Sotastream
==========

Introduction
------------

Sotastream is a tool for data augmentation for training pipeline. It
uses `infinibatch <https://github.com/microsoft/infinibatch>`_ internally to generate an infinite stream of
shuffled training data and provides a means for on-the-fly data
manipulation, augmentation, mixing, and sampling.


Setup
-----

To install from PyPI (https://pypi.org/project/sotastream/)


.. code:: bash

   pip install sotastream


*Developer Setup:*

.. code:: bash

   # To begin, clone the repository:
   git clone https://github.com/marian-nmt/sotastream
   cd sotastream
   # option 1: 
   python -m pip install .
   # option 2: install in --editable mode
   python -m pip install -e .


*Entry points*
* As a module:  `python -m sotastream`
* As a bin in your $PATH: `sotastream`


Development
-----------

Install development tools

.. code:: bash

   python -m pip install -e .[dev,test]   # editable mode

Editable mode (``-e / --editable``) is recommended for development
purposes, ``pip`` creates symbolic link to your source code in a way
that any edits made are reflected directly to the installed package.
``[dev,test]`` installs depencies for development and tests which
includes ``black``, ``pytest`` etc.

We use ``black`` to reformat code to a common code style.

.. code:: bash

   make reformat

Before creating any pull requests, run

.. code:: bash

   make check          # runs reformatter and tests

Running tests
-------------

.. code:: bash

   make test           # run unit tests
   make regression     # run regression tests

See ``Makefile`` for more details.

Usage examples
--------------

A folder like ``split/parallel`` contains training data in tsv format
(``src<tab>tgt``) split into ``*.gz`` files of around 100,000 lines for
better shuffling. The below will output an infinite stream of data
generated from the gzipped files in these folders, according to the
“wmt” recipe found in ``sotastream/pipelines/example_pipeline.py``.

::

   python -m sotastream example split/parallel split/backtrans

You can also provide compressed TSV files directly, in which case
sotastream will split them to checksummed folders under
``/tmp/sotastream/{checksum}``:

::

   python -m sotastream example parallel.tsv.gz backtrans.tsv.gz

There are currently two main pipelines: “default”, and “wmt”.
These vary according to the data sources they take as well as the other options
available to them.

There are global options that control behavioral aspects such as
splitting and parallelization, and also pipeline-specific arguments. You
can see these by running

::

   # see global options
   python -m sotastream -h

   # see default pipeline options
   python -m sotastream default -h

   # see wmt pipeline options
   python -m sotastream wmt -h

Don't cross the streams!
------------------------

Sotastream workflows build a directed acyclic graph (DAG) consisting of
cascades of generators that pass through mutable lines from the graph
inputs to the pipeline output. Since each step provides transformations
and manipulations of each input line, the only requirement is that
modifications along separate branches must not be merged into a single
node in the graph, or at least, that great care should be taken when
doing so. An example is the Mixer, which does not actually merge
modifications from alternate branches, but instead selects across
multiple incoming branches using a provided probability distribution.

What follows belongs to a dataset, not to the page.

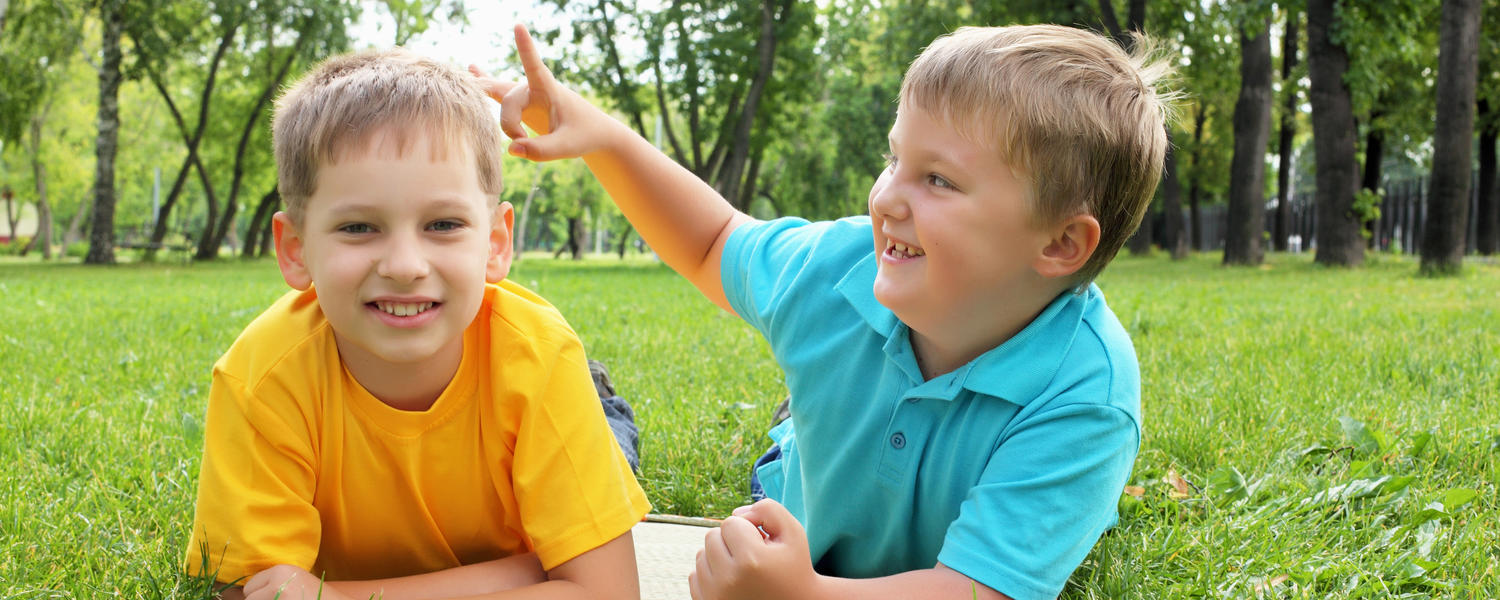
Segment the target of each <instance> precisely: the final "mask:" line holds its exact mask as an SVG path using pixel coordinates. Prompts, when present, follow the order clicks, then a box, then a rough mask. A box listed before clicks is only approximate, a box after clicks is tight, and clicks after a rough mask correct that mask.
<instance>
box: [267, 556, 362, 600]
mask: <svg viewBox="0 0 1500 600" xmlns="http://www.w3.org/2000/svg"><path fill="white" fill-rule="evenodd" d="M276 598H279V600H318V598H323V600H345V597H344V594H339V592H338V591H335V589H333V588H332V586H329V585H324V582H323V580H321V579H318V577H317V576H315V574H312V573H308V571H306V570H303V568H300V567H293V565H290V564H278V565H275V567H272V568H267V570H264V571H260V573H255V576H254V577H251V580H249V582H246V583H245V600H276Z"/></svg>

Custom/private pipelines from own (private) directory
=====================================================

You can create a custom pipeline by adding a file in the current
(invocation) directory with a file name matching the pattern
"*_pipeline.py". This should follow the interface defined in
``sotastream/pipelines``, namely:

-  Call ``@pipeline("name")`` to give your pipeline a name. This name
   must not conflict with existing names.
-  Inherit from ``Pipeline`` base class from ``sotastream.pipeline``.
   For document pipelines, use ``DocumentPipeline`` as base class.

You can find some examples in ``test/dummy_pipeline.py``, as well as the
real examples in ``sotastream/pipelines``.